SSLキーおよび証明書の更新ガイドライン
サーバーが使用する証明書が期限切れになるか、有効でなくなった場合は、SSLキーおよび証明書を置き換えることが必要になることがあります。この項では、このタスクを完了するための手順について説明します。
以降の指示では、自己署名証明書および関連付けられるキー(Oracle NoSQL Databaseのデフォルト)について説明します。または、既存のデフォルト・セキュア・インストール用の外部証明書の構成ガイドラインで説明されているように、外部証明書を使用することもできます。

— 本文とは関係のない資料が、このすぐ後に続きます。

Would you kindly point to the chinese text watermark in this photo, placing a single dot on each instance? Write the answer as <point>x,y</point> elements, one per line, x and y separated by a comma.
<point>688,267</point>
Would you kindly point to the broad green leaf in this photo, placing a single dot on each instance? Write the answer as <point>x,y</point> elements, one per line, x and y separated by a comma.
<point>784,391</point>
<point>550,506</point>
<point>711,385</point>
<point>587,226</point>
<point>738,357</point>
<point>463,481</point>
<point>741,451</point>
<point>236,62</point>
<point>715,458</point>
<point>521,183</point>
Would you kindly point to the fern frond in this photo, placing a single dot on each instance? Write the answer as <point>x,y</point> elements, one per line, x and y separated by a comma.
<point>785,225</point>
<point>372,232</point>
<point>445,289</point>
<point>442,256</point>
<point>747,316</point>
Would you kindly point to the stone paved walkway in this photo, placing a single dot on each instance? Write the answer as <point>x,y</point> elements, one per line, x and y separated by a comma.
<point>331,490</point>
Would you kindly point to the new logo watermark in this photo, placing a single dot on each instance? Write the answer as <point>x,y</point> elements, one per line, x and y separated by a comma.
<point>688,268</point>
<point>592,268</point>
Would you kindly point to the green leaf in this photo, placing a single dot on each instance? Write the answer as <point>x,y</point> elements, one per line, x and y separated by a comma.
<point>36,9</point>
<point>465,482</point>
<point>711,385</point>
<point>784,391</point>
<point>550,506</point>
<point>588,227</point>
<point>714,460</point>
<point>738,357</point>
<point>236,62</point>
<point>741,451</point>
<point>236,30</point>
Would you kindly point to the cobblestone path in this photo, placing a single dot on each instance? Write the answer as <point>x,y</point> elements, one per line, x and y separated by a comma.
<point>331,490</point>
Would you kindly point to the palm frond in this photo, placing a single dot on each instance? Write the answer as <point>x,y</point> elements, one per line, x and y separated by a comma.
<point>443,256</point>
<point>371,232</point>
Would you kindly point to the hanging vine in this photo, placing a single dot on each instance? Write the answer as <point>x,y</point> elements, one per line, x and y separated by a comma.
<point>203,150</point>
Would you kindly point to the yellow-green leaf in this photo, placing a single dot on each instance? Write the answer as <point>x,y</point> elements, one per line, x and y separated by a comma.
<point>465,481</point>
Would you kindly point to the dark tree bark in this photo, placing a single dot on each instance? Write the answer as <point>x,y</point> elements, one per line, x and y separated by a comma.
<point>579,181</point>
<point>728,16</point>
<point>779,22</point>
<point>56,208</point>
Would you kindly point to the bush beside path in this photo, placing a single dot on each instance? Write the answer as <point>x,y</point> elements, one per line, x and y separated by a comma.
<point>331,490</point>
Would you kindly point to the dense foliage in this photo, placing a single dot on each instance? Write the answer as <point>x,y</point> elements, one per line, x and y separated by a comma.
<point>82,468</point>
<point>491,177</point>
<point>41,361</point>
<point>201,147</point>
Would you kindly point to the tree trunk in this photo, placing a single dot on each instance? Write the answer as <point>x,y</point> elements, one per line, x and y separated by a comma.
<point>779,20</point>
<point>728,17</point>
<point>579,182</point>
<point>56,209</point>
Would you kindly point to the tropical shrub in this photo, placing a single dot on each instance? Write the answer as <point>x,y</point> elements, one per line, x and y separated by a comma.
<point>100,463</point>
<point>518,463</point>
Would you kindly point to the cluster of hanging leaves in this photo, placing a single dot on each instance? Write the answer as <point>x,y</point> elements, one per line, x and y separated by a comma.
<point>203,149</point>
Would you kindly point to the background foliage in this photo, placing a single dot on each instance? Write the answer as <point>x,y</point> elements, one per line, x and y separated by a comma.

- ストレージ・ノードに新しいキー/証明書のペアを作成します。
- 新しいキー/証明書のペアをすべてのストレージ・ノードにコピーし、新しい証明書を既存のトラスト・ストア・ファイル(
client.trustとstore.trust)にマージします。 - 各ストレージ・ノードを順番に再起動します。
- マージされたエントリとともに
client.trustを各クライアントにコピーします。 - マージされたエントリを含む
store.keysを各ストレージ・ノードにコピーし、各ストレージ・ノードを順番に再起動します(2回目)。 - すべてのストレージ・ノードの
store.trust内の古い証明書を削除します。 - 新しい証明書のみが使用されていることを確認します。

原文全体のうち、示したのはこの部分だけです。